The re:Invent Moment
During Neptune's big launch at re:Invent 2017, there was a poll: “Which announcement are you most excited about?”
Neptune was in the top 5. We were the hype drop of the year.



Graphing the Org: One Hop at a Time
At some point in the early Neptune days - before IAM auth was even a twinkle in our backlog - I built my very first app using our graph engine.
I called it Amazonians Website - a modest name for what was essentially “Phonetool Done Right.”
Every person became a node. Org chains, dotted lines, bar-raisers, mentors - all modeled as edges, traversed via Gremlin queries.
The result? Gloriously overengineered. Secure-ish. And absolutely addictive.

Old-Fart Status: Unlocked
I spent a few years up in Vancouver, BC - home of scenic views, polite escalator etiquette, and surprisingly few Amazonians at the time.
There was an internal dashboard that tracked how long you'd been around relative to others in the region. Turns out, I had a rare badge of honor: an “old-fart rank” of under 100. That meant fewer than 100 people in all of Canada had joined Amazon before me and were still hanging around.
I checked it again recently - and the rank is still proudly holding up.

Photos, Or It Didn't Happen
A few to trigger nostalgia, and possibly HR reviews.
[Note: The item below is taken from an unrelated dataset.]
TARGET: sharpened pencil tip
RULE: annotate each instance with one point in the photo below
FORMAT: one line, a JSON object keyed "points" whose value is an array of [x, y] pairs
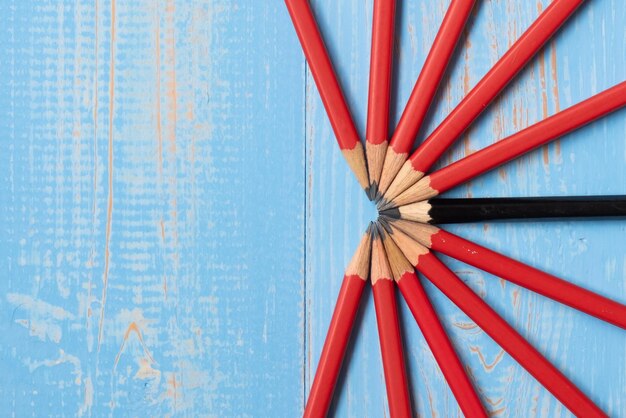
{"points": [[383, 223], [393, 213], [372, 192]]}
And that's a wrap. It's been a wild, hilarious, occasionally confusing ride - and I wouldn't trade it for anything.
What I'll miss most? The people. The inside jokes. The “this-could've-been-an-email” meetings. The group chats that went from deep dives to lunch polls in under 3 messages.
Let's definitely find an excuse to work together again - whether it's building something new, reviving old ideas, or just pretending to be productive over coffee.
Don't be a stranger. I'll see you out there.